[Openmcl-devel] Coroutines/lightweight threads

Tue Nov 13 02:54:18 PST 2012

A lot of my motivation for trying to steer this towards basing coroutines
on native threads is that it avoids reinventing a lot of wheels (thread-specific
special bindings and CATCH/UNWIND-PROTECT context all involve the concept of
thread-local data in CCL (and it's likely that that's true of many or all of
those things in other implementations as well.)  There's another set of things
that I'll just call "GC integration" that basically involve how the GC views
and interacts with threads and I think that this all makes me very leary of
introducing some new kind of primitive non-native thread.
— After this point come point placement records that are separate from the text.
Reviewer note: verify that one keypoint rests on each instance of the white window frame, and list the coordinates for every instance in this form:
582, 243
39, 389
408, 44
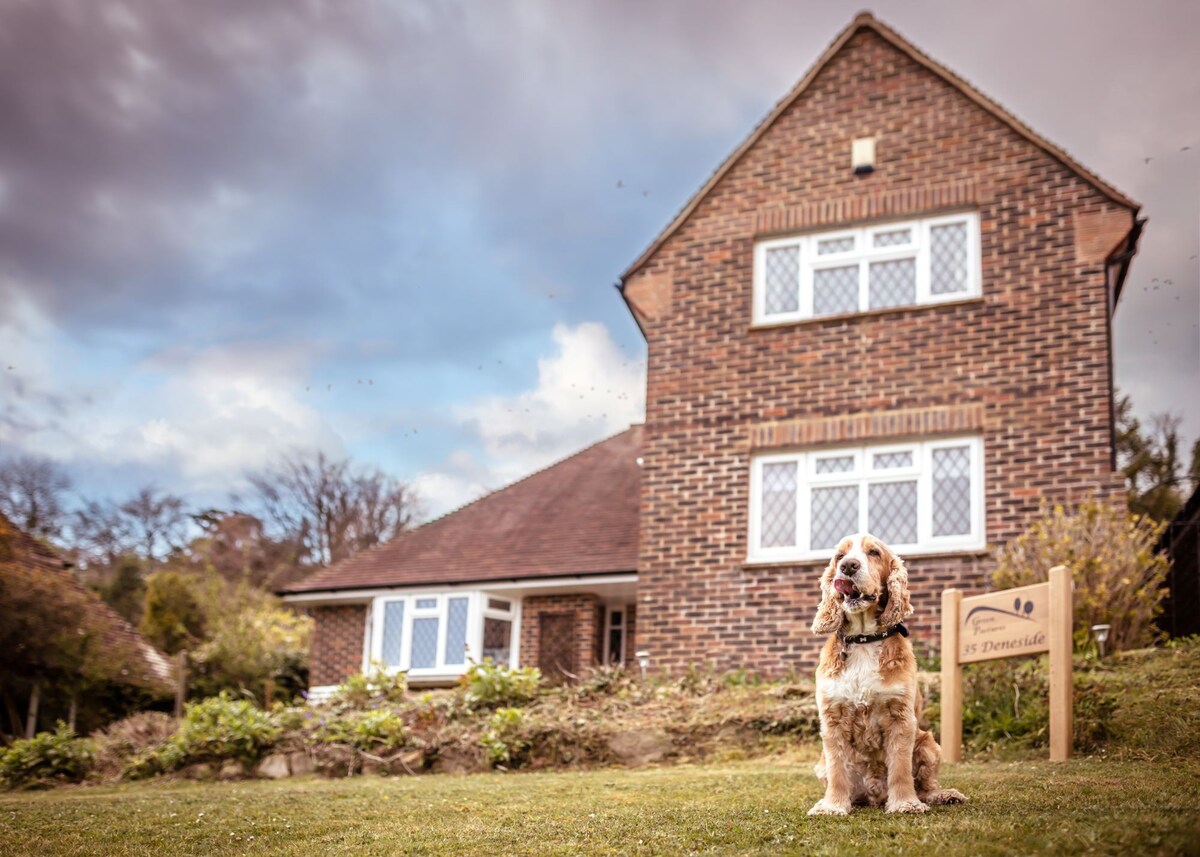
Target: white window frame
863, 255
864, 475
477, 610
609, 628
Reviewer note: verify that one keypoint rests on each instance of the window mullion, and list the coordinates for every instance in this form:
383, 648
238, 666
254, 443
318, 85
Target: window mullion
805, 280
864, 270
803, 504
864, 513
925, 496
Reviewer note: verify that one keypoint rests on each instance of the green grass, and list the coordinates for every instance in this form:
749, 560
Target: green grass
1085, 805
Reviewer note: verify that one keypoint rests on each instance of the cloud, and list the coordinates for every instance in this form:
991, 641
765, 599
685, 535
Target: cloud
586, 390
193, 421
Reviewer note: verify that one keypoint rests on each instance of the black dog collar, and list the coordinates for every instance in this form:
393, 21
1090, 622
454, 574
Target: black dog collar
875, 637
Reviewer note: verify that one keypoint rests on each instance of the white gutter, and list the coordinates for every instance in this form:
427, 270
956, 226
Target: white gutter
364, 595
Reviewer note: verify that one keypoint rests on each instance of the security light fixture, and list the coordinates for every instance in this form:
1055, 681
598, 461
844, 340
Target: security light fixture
862, 155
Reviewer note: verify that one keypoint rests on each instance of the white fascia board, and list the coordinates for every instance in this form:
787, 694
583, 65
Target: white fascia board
366, 595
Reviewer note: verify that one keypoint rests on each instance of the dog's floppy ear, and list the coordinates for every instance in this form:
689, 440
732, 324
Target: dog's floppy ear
828, 617
898, 607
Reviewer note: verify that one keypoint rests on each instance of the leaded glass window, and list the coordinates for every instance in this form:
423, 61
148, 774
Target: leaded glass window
952, 491
456, 631
871, 268
425, 643
783, 280
835, 289
918, 496
779, 504
393, 631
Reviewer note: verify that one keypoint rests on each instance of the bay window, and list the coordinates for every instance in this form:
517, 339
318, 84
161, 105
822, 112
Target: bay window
438, 634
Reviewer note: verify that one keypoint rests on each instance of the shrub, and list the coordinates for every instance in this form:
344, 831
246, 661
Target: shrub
489, 684
1119, 577
502, 737
364, 690
371, 730
225, 727
157, 760
47, 757
609, 679
136, 735
292, 718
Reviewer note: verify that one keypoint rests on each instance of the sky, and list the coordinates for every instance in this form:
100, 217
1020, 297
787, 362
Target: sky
391, 231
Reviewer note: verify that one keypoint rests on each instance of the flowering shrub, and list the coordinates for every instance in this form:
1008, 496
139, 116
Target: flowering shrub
489, 684
225, 727
364, 690
46, 757
372, 730
502, 737
1119, 577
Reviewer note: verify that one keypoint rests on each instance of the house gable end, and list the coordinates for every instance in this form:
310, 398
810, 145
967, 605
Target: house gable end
808, 94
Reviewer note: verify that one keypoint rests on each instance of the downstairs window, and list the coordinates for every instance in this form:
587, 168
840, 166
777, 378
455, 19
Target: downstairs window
918, 497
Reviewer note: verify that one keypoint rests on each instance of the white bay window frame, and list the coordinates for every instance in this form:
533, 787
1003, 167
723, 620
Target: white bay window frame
862, 256
478, 607
863, 475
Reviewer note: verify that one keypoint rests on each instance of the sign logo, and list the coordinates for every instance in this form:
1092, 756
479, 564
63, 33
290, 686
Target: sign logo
1001, 624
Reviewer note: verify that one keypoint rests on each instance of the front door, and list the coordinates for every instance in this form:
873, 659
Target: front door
557, 643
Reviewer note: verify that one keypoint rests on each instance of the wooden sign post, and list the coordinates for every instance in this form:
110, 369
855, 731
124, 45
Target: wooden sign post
1001, 624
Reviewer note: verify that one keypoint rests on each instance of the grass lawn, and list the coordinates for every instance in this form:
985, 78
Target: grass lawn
757, 807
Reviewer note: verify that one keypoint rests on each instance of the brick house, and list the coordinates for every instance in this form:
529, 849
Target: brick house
889, 309
540, 573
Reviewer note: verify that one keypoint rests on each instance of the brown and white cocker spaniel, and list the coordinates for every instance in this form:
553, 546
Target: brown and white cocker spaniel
867, 688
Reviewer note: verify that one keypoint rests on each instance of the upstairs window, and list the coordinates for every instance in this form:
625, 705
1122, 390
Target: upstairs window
917, 497
874, 268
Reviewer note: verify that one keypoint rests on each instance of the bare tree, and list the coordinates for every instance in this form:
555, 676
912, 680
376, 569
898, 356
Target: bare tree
1156, 480
330, 508
157, 522
101, 534
31, 495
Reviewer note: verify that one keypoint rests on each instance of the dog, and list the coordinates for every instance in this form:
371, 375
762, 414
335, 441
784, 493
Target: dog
873, 750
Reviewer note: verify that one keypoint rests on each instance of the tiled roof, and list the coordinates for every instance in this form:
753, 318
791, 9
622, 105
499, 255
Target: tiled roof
868, 22
145, 667
576, 517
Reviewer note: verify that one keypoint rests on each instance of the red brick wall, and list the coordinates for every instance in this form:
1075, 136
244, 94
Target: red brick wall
336, 643
1030, 355
588, 631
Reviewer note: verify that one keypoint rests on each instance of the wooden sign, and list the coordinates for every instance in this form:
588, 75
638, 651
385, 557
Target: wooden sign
1002, 624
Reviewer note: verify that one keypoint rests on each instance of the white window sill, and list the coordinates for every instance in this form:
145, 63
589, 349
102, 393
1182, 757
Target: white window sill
792, 321
754, 563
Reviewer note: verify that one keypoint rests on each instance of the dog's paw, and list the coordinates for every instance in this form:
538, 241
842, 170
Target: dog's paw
823, 807
910, 805
946, 796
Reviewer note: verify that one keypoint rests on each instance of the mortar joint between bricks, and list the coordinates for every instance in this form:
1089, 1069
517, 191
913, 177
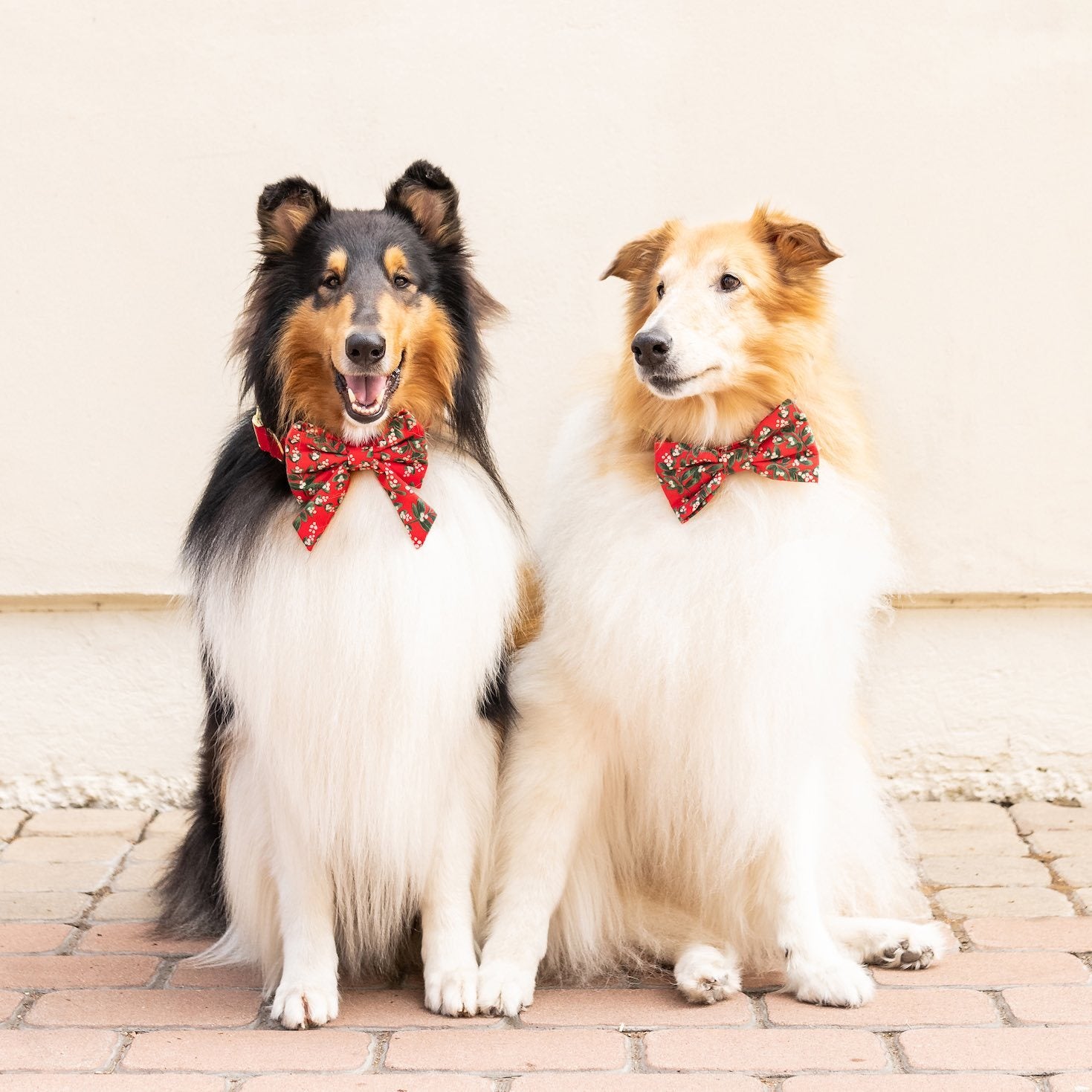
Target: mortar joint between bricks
16, 1020
892, 1047
1003, 1008
123, 1048
635, 1052
377, 1059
You're right that the kind of context switch that'd occur when thread A releases
a lock that thread B has been waiting for is likely to be much slower than a
context switch that involves saving and restoring some registers.  If it's
the case that many lispy things depend native threads in subtle ways, then
user-space context switch is infinitely slow (because it doesn't get you
anywhere that you want to be.)  The assumption that all threads are native
threads isn't CCL- or Lisp-specific: a lot of C runtime functions may involve
locking, and locking generally involves some notion of what the current (native)
thread is.

Unless you want to reimplement all of the things that depend on threads being
native threads, I don't think that there's really much of an alternative to
the general idea that I suggested earlier.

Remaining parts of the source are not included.